Court Affirms Monument Status of Sequoia Preserve

Times Staff Writer

WASHINGTON -- A federal appeals court Friday ruled against Tulare County officials, logging industry interests and recreational users who are seeking to dismantle Central California’s Giant Sequoia National Monument, which President Clinton created by executive order more than two years ago.

The ruling means continued federal protection for the 328,000-acre expanse, which holds 34 groves of ancient sequoias, and environmental groups were hopeful that it will end debate about how the land is used. But plaintiffs said they are considering an appeal to the Supreme Court.

For the record:

12:00 AM, Oct. 20, 2002 For The Record
Los Angeles Times Sunday October 20, 2002 Home Edition Main News Part A Page 2 National Desk 4 inches; 158 words Type of Material: Correction
National monument -- Carrizo Plain National Monument was not affected by an appeals court ruling Friday that affirmed federal protection of six national monuments. A photograph and caption that ran Saturday on Page A2 indicated otherwise.

The court also ruled on a separate lawsuit challenging Clinton’s creation of six other national monuments in the West, saying all will retain federal protection.

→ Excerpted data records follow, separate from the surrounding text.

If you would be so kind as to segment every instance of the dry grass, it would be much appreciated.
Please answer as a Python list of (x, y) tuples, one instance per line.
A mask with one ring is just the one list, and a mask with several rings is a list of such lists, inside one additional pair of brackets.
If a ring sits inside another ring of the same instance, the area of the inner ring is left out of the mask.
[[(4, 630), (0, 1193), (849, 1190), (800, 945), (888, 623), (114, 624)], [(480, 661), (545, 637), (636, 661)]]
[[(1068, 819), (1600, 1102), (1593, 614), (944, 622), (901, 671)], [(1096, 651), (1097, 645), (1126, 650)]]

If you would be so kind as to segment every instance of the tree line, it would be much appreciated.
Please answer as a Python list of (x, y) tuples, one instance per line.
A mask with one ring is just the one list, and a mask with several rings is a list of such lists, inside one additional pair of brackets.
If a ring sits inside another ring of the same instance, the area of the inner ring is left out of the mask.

Environmental groups had praise for Friday’s action.


“The decision turns back the attack on the American people’s right to have the country’s grandeur protected by presidential action,” said Niel Lawrence, an attorney for the Natural Resources Defense Council, which teamed with Earthjustice and other environmental groups in the suit. “It’s wonderful to see so important a public right reaffirmed.”

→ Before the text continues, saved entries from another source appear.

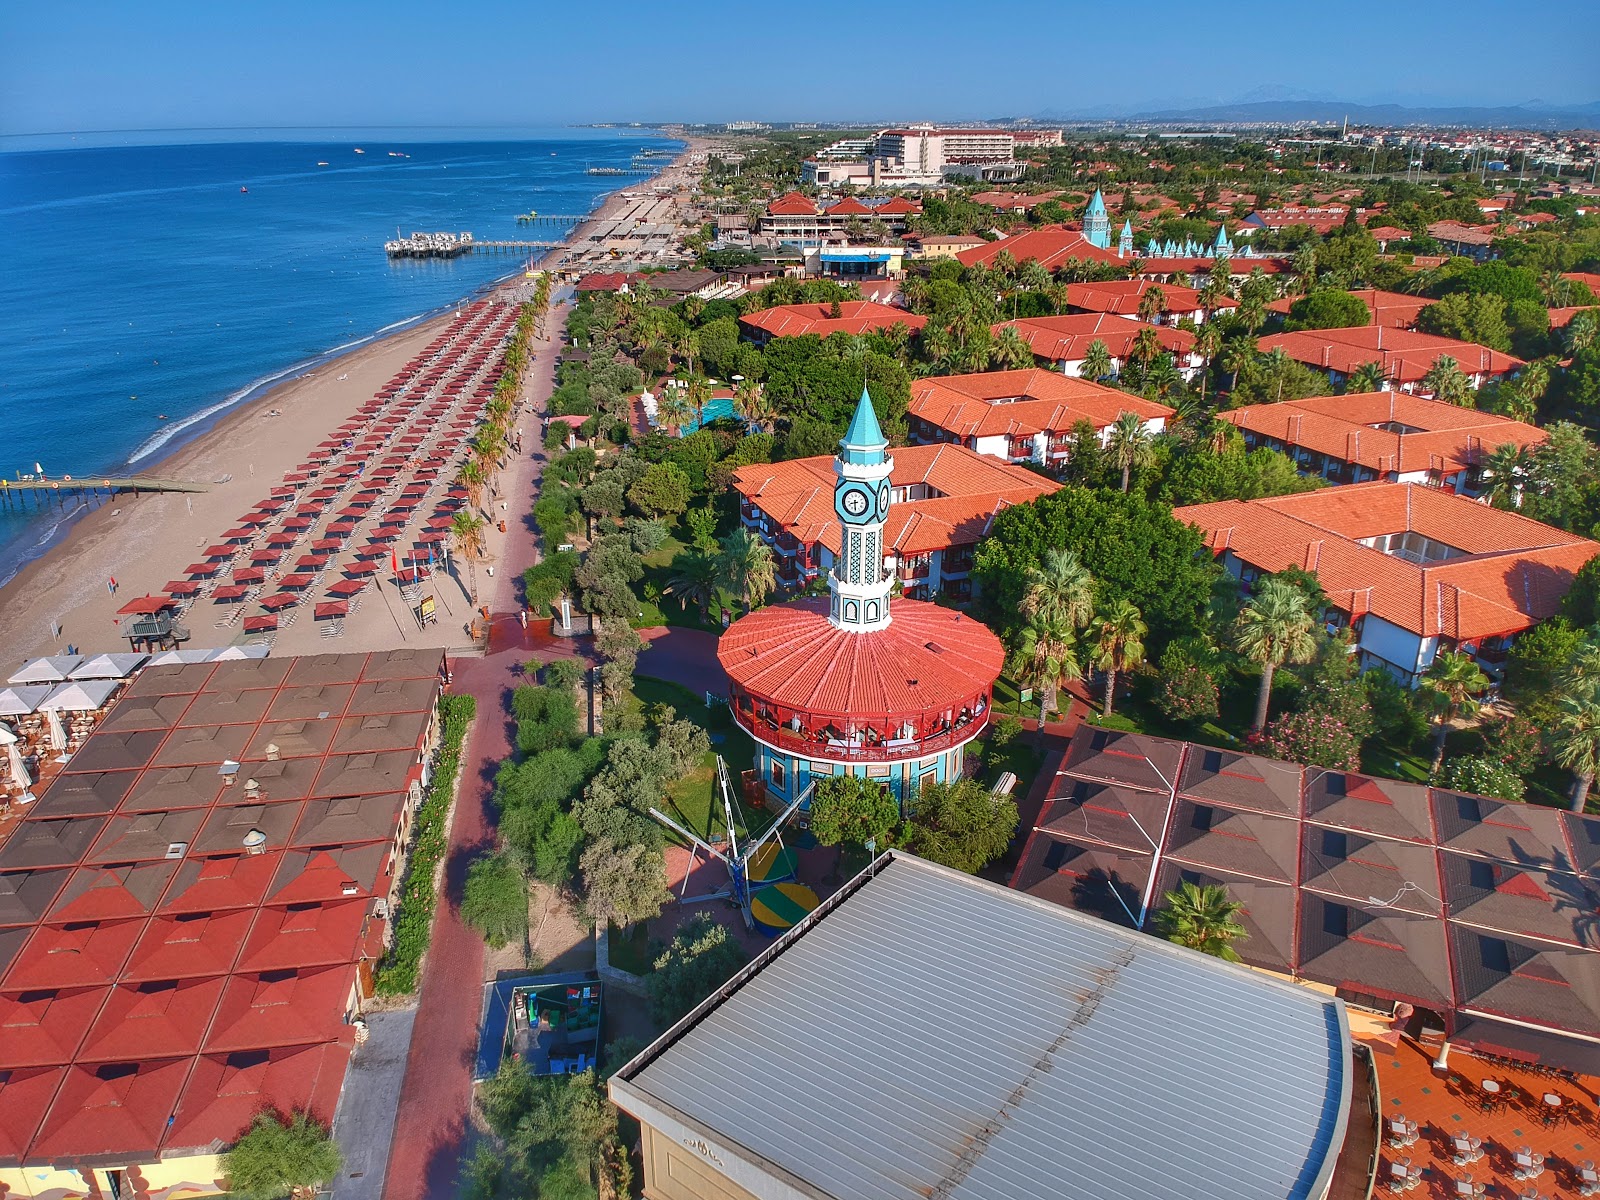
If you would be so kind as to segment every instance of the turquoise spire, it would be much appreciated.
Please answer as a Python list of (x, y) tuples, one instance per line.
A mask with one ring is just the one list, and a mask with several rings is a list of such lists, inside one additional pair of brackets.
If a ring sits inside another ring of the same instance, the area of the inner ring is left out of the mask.
[(1211, 243), (1212, 258), (1226, 258), (1233, 253), (1233, 243), (1228, 240), (1227, 225), (1217, 226), (1217, 240)]
[(1083, 240), (1102, 250), (1111, 249), (1111, 216), (1106, 212), (1106, 198), (1095, 188), (1089, 198), (1089, 207), (1083, 213)]
[(1133, 257), (1133, 222), (1123, 221), (1122, 233), (1117, 238), (1117, 254), (1123, 258)]
[(844, 431), (844, 440), (839, 443), (840, 457), (847, 463), (872, 466), (883, 461), (883, 452), (888, 448), (889, 439), (883, 436), (883, 430), (878, 427), (878, 414), (873, 411), (872, 397), (867, 394), (866, 385), (862, 384), (861, 399), (856, 402), (856, 415), (850, 419), (850, 428)]
[(1085, 215), (1091, 217), (1103, 217), (1106, 215), (1106, 198), (1101, 194), (1099, 188), (1095, 188), (1094, 195), (1089, 197), (1089, 211)]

But Tulare County Supervisor Steve Worthley said officials there are “obviously very disappointed in the court’s finding.”

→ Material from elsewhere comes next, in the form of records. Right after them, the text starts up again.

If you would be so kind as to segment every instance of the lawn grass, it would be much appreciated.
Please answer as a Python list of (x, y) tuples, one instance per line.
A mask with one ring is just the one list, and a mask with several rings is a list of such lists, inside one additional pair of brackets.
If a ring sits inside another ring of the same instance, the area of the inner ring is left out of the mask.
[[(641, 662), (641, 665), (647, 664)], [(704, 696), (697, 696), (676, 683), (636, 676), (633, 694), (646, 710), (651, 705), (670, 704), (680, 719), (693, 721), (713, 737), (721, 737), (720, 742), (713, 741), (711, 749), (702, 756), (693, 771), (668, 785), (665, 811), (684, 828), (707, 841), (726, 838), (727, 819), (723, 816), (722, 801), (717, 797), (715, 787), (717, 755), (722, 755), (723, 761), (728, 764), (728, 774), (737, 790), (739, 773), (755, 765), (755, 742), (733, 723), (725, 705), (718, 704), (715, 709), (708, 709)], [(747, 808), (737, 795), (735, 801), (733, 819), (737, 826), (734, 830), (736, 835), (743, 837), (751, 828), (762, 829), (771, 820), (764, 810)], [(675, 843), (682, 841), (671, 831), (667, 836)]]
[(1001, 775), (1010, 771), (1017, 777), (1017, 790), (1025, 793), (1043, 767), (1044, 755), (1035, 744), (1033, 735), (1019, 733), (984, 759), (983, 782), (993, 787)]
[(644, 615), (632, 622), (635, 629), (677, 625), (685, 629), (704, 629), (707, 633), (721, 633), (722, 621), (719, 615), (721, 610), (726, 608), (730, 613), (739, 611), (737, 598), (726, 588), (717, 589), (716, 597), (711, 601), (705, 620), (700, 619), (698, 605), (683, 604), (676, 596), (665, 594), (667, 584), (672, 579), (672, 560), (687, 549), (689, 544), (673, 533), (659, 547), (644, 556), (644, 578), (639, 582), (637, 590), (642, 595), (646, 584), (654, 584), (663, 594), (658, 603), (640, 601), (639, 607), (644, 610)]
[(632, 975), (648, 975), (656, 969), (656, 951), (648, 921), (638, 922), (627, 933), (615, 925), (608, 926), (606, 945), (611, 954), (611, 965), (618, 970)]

“This means that, with a stroke of a pen, the president can turn every piece of federally owned land into a monument,” Worthley said.

When Clinton created the seven national monuments in April 2000, he evoked the Antiquities Act of 1906, which allows presidents to preserve historic and prehistoric sites on federal land without congressional approval.


Plaintiffs in the two suits alleged that Clinton failed to make the case that the sites have a historic or scientific interest. Also, in the case of the sequoia groves, they said Clinton did not use enough specificity in his declaration to satisfy the act’s requirements.

But the court said there is no requirement in the Antiquities Act concerning specificity and that entire ecosystems and vistas qualify as having historic or scientific value.

Tulare County has been battling the designation because it means millions of dollars in lost revenue. The county benefits from sharing fees the U.S. Forest Service collects from logging there. Logging is prohibited in national monuments.

Recreation groups oppose the new monument because the Park Service, which manages national monuments, limits access to motorized equipment.


“This is an issue that hasn’t been to the Supreme Court in a long time,” said William Perry Pendley, president and chief legal officer of the Mountain States Legal Foundation.

Lawrence is confident, however, that the issue is settled.

“The appellate court made clear the opponents had a completely unviable theory,” Lawrence said. “Refiling would be, at best, a waste of resources, time and money.”

In addition to Giant Sequoia, the other monuments affected by Friday’s rulings are: the Grand Canyon-Parashant National Monument, the Sonoran Desert National Monument and the Ironwood Forest National Monument, all in Arizona; Colorado’s Canyons of the Ancients National Monument; Oregon’s Cascade-Siskiyou National Monument; and the Hanford Reach National Monument in Washington.



Times staff writer Arianne Aryanpur contributed to this report.